儿子要是二三十岁, 王妃死了肯定要安排续弦,可他这都五十左右,还折腾什么别人娶妻一为传宗接代,二要个女人管理后院。
燕王又不能生,王府后院还有个儿媳妇立着, 大小事钱氏就能安排妥当, 哪怕忙不过来还有侧妃援手。
太后瞧他过得挺好,不像是需要续弦的。
心里这么盘算, 她没把话说死, 回头招来儿子问了问。燕王听太后说这些,恍惚了下, 才想起王妃过世快六年了。
怀念倒是没有, 他只是有些恍惚,感觉还没怎么,稀里糊涂就过了六年。看看太后, 已是满头银发,精神头倒是挺好,瞧着还能再活些年。

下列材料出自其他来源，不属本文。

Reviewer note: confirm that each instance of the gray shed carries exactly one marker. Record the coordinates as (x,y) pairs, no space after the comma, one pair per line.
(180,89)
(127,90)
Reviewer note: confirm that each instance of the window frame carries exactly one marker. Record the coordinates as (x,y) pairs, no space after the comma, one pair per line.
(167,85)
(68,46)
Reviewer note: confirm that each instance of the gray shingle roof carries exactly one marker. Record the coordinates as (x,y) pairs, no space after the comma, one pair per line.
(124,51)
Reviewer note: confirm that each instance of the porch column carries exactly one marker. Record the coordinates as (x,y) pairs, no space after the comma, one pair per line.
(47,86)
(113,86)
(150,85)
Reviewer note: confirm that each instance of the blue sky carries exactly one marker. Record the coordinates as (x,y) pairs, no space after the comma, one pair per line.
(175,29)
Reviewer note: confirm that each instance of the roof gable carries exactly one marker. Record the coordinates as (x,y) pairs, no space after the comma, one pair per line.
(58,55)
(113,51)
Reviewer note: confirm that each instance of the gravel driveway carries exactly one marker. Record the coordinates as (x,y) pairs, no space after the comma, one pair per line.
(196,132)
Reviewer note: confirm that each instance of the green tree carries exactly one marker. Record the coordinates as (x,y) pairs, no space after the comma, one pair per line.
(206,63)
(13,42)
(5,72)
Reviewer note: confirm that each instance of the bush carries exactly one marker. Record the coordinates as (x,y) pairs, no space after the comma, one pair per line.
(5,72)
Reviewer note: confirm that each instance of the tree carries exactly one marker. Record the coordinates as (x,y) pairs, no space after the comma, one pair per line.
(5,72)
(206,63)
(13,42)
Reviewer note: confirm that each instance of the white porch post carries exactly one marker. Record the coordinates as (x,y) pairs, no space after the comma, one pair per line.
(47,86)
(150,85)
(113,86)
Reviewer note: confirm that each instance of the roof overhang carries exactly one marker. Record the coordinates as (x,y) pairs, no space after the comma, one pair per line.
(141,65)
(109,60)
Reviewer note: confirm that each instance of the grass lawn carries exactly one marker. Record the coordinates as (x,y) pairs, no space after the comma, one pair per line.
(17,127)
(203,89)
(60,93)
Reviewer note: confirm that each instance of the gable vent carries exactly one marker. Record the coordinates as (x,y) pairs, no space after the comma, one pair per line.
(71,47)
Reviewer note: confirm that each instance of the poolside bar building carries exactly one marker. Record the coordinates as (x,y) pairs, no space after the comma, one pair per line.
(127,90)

燕王走着神儿,忽然听见一声假咳,回过神看太后很不满意的样子
“哀家说话呢,你眼神飘忽啥”
“就是感觉日子过着真快, 那事过去竟然都有六年了,我还没做个啥。”
太后看着坐在一旁的儿子,笑道“这还叫没做个啥哀家人在深宫都听说了,你跟皇帝这两年动作频频。”
“谁跟您嚼舌根呢”
“你这话说得前头的事哀家不能知道不成你跟皇帝决心改革农业,给粮食增产,是好事情。要真能做成哀家也能随你们写上史书,后人会提到哀家的两个儿子做了大善事。人活着其他都是其次,先要糊口,能活下去才会追求其他,能让天下人吃饱饭很了不起,后来的人吃着五谷都该想到你们,谁不得给我儿子竖个拇指”
太后吹彩虹屁有一手的,这不,她几句下来燕王都感觉不好意思。
“真正厉害的还没做成,现在搞那些只不过小打小闹,母后悠着点夸。”
太后还在笑“哀家相信你们,哀家这辈子最大的骄傲就是你们兄弟,细数各朝各代,皇家兄弟很多都反目了,没翻脸的大多也是做个表面功夫,真心相待的能有几人你跟皇上很好,老话说兄弟齐心其利断金,只要你俩心往一处使,没有做不成的事。”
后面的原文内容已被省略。